Un'ulteriore differenza e distinzione tra i due è la diversa relazione con Cristo che essi esprimono. In contrasto a San Serafino, che sperimentò il potere spirituale di Cristo nel suo cuore, accettando Cristo dentro di sé, Francesco nella sua immaginazione ricevette la sua impressione soprattutto dalla vita terrena di Cristo. Francesco era assorbito nell'aspetto esterno delle sofferenze di Cristo. Questa impressione gli giunse sul Monte della Verna come dall'esterno.

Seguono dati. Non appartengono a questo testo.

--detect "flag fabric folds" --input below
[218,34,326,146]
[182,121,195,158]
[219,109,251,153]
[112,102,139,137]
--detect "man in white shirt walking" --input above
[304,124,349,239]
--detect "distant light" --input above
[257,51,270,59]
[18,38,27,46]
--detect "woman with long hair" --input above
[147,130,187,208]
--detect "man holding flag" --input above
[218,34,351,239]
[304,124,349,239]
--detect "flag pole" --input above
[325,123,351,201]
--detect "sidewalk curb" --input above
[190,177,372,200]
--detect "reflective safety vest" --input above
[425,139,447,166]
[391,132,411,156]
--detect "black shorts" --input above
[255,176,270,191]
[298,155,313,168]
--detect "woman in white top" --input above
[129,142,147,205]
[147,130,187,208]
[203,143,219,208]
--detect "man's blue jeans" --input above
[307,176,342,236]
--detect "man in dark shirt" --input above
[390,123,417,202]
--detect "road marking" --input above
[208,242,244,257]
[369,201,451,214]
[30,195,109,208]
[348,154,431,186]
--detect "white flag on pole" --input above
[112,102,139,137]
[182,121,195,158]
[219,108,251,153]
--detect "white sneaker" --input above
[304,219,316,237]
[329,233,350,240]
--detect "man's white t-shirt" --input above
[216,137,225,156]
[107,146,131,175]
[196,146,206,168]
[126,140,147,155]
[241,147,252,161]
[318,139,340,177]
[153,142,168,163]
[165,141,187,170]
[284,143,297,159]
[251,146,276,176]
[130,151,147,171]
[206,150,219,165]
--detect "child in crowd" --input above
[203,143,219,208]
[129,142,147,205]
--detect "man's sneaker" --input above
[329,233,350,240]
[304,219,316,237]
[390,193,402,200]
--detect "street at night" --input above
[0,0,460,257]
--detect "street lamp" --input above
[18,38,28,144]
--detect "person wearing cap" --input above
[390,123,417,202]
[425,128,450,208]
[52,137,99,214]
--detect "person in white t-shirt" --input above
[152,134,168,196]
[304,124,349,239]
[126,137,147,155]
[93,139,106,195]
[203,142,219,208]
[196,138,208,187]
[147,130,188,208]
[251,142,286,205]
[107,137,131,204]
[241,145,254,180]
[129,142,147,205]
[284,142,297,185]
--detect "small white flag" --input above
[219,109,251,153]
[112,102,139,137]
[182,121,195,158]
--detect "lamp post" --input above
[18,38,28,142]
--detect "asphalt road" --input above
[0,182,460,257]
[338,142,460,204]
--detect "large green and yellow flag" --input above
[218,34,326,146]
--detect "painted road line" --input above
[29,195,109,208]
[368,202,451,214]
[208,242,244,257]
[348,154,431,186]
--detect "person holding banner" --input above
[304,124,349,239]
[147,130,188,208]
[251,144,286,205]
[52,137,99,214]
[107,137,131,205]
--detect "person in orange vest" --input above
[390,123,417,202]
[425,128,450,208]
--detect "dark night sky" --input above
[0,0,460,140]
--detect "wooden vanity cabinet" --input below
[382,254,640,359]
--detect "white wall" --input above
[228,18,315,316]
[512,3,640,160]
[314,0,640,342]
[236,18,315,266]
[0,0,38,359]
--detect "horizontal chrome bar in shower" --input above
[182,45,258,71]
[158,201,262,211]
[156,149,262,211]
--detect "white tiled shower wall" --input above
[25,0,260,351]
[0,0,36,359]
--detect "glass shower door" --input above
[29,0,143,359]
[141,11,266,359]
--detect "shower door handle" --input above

A fianco del suo fortissimo desiderio di sperimentare la sofferenza di Cristo, vi era la sua spinta a imitare altri aspetti terreni della vita di Gesù. Non solo egli inviò i propri "Apostoli" in varie regioni della terra a predicare, dando loro virtualmente le stesse istruzioni che il Salvatore diede ai suoi Apostoli, [20] ma produsse persino di fronte ai suoi discepoli, non molto tempo prima della sua morte, qualcosa di simile alla stessa grande Cena Mistica. "Egli rammentò," dice il suo biografo, "quel pasto santificato che il Signore celebrò con i suoi discepoli per l'ultima volta." [21] Non si può scusare una simile presunzione sulla base della sua vita eclatante, per quanto severo possa essere stato il suo ascetismo o per quanto virtuose possano essere state le sue gesta. Questo atto è un indizio primario, dal punto di vista ortodosso, della severità della sua caduta nella condizione di inganno spirituale.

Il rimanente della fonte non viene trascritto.